Les détenteurs de crypto-monnaies du monde entier ont de quoi se réjouir. Alors que les onze demandes d’ETF bitcoin au comptant ont été approuvées par le gendarme américain de la Bourse (SEC) dans la nuit de mercredi à jeudi, les compteurs s’affolent. Au lendemain de l’annonce, le jeton star caracole vers les 49.000 dollars, en hausse de 5% vers 16h, mais l’institut de recherche économique Fundstrat lui prédit un cours encore plus radieux : à 100.000 ou 150.000 dollars dans les 12 prochains mois. La banque britannique Standard Chartered l’attend, elle, à 200.000 dollars d’ici à 2025.
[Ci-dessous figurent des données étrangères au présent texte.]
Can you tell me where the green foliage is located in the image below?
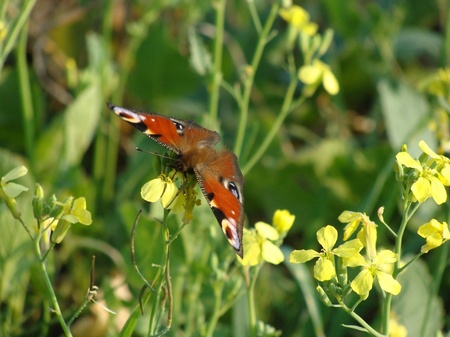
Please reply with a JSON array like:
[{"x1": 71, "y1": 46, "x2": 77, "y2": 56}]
[{"x1": 0, "y1": 0, "x2": 450, "y2": 336}]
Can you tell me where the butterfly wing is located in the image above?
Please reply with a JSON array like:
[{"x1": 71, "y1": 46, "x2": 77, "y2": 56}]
[
  {"x1": 194, "y1": 151, "x2": 244, "y2": 258},
  {"x1": 108, "y1": 103, "x2": 220, "y2": 154},
  {"x1": 108, "y1": 103, "x2": 244, "y2": 257}
]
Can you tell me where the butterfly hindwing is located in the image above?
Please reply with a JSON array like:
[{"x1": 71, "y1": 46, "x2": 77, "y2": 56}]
[
  {"x1": 195, "y1": 151, "x2": 244, "y2": 257},
  {"x1": 108, "y1": 103, "x2": 244, "y2": 257}
]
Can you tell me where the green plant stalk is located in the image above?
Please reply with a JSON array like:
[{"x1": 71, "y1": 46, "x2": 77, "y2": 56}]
[
  {"x1": 234, "y1": 1, "x2": 280, "y2": 158},
  {"x1": 16, "y1": 24, "x2": 34, "y2": 168},
  {"x1": 247, "y1": 263, "x2": 264, "y2": 337},
  {"x1": 148, "y1": 209, "x2": 170, "y2": 336},
  {"x1": 33, "y1": 238, "x2": 72, "y2": 337},
  {"x1": 242, "y1": 74, "x2": 298, "y2": 175},
  {"x1": 206, "y1": 281, "x2": 224, "y2": 337},
  {"x1": 0, "y1": 0, "x2": 36, "y2": 73},
  {"x1": 183, "y1": 245, "x2": 211, "y2": 337},
  {"x1": 338, "y1": 300, "x2": 386, "y2": 337},
  {"x1": 209, "y1": 0, "x2": 226, "y2": 126},
  {"x1": 382, "y1": 197, "x2": 420, "y2": 333},
  {"x1": 420, "y1": 235, "x2": 449, "y2": 336}
]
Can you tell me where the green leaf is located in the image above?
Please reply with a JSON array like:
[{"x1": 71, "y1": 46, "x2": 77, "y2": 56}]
[
  {"x1": 63, "y1": 80, "x2": 103, "y2": 166},
  {"x1": 378, "y1": 80, "x2": 436, "y2": 153},
  {"x1": 188, "y1": 28, "x2": 212, "y2": 76},
  {"x1": 3, "y1": 165, "x2": 28, "y2": 182},
  {"x1": 392, "y1": 257, "x2": 443, "y2": 337}
]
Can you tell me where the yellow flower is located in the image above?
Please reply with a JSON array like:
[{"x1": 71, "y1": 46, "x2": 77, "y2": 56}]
[
  {"x1": 279, "y1": 5, "x2": 318, "y2": 36},
  {"x1": 388, "y1": 317, "x2": 408, "y2": 337},
  {"x1": 238, "y1": 222, "x2": 284, "y2": 266},
  {"x1": 349, "y1": 250, "x2": 402, "y2": 299},
  {"x1": 298, "y1": 59, "x2": 339, "y2": 95},
  {"x1": 272, "y1": 209, "x2": 295, "y2": 234},
  {"x1": 141, "y1": 174, "x2": 178, "y2": 208},
  {"x1": 51, "y1": 197, "x2": 92, "y2": 243},
  {"x1": 396, "y1": 140, "x2": 450, "y2": 205},
  {"x1": 417, "y1": 219, "x2": 450, "y2": 253},
  {"x1": 338, "y1": 211, "x2": 377, "y2": 256},
  {"x1": 289, "y1": 226, "x2": 362, "y2": 282}
]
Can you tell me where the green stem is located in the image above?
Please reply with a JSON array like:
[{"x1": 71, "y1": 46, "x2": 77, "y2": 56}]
[
  {"x1": 16, "y1": 24, "x2": 34, "y2": 168},
  {"x1": 209, "y1": 0, "x2": 226, "y2": 126},
  {"x1": 234, "y1": 1, "x2": 280, "y2": 157},
  {"x1": 382, "y1": 195, "x2": 420, "y2": 334},
  {"x1": 34, "y1": 240, "x2": 72, "y2": 336},
  {"x1": 338, "y1": 301, "x2": 386, "y2": 337},
  {"x1": 420, "y1": 235, "x2": 449, "y2": 336},
  {"x1": 246, "y1": 263, "x2": 263, "y2": 337},
  {"x1": 206, "y1": 281, "x2": 224, "y2": 337},
  {"x1": 148, "y1": 209, "x2": 170, "y2": 336},
  {"x1": 242, "y1": 74, "x2": 298, "y2": 175},
  {"x1": 0, "y1": 0, "x2": 36, "y2": 73}
]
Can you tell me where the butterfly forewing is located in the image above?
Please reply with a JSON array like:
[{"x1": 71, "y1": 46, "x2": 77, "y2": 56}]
[{"x1": 108, "y1": 103, "x2": 244, "y2": 257}]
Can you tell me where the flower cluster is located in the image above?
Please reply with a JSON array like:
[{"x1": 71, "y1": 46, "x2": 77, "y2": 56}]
[
  {"x1": 290, "y1": 211, "x2": 401, "y2": 299},
  {"x1": 395, "y1": 140, "x2": 450, "y2": 205},
  {"x1": 0, "y1": 166, "x2": 92, "y2": 243},
  {"x1": 239, "y1": 210, "x2": 295, "y2": 266},
  {"x1": 279, "y1": 5, "x2": 339, "y2": 96},
  {"x1": 141, "y1": 170, "x2": 200, "y2": 224}
]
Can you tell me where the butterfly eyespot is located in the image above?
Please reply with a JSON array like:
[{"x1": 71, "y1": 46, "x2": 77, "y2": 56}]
[
  {"x1": 172, "y1": 119, "x2": 184, "y2": 136},
  {"x1": 223, "y1": 180, "x2": 241, "y2": 201}
]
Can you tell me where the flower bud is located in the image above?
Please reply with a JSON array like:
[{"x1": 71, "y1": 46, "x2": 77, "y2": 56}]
[
  {"x1": 316, "y1": 286, "x2": 333, "y2": 307},
  {"x1": 33, "y1": 184, "x2": 44, "y2": 220},
  {"x1": 51, "y1": 219, "x2": 71, "y2": 244}
]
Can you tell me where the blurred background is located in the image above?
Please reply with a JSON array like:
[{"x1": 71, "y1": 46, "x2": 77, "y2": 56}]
[{"x1": 0, "y1": 0, "x2": 450, "y2": 336}]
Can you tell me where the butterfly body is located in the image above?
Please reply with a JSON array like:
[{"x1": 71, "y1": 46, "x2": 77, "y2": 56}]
[{"x1": 108, "y1": 104, "x2": 244, "y2": 257}]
Cette approbation était très attendue par le secteur des cryptos qui avait anticipé cette décision et insufflé depuis plusieurs mois un mouvement haussier sur le bitcoin, lequel a bondi de 156% au cours des 12 derniers mois. Cet adoubement du jeton décentralisé créé au lendemain de la crise financière a d’ailleurs provoqué une hausse de 8% du cours d’ethereum, son challenger, ce jeudi, les investisseurs espérant voir cette autre cryptomonnaie obtenir son propre ETF au comptant dans un futur proche. Pourquoi cette décision est-elle aussi importante ? Réponse en quatre points.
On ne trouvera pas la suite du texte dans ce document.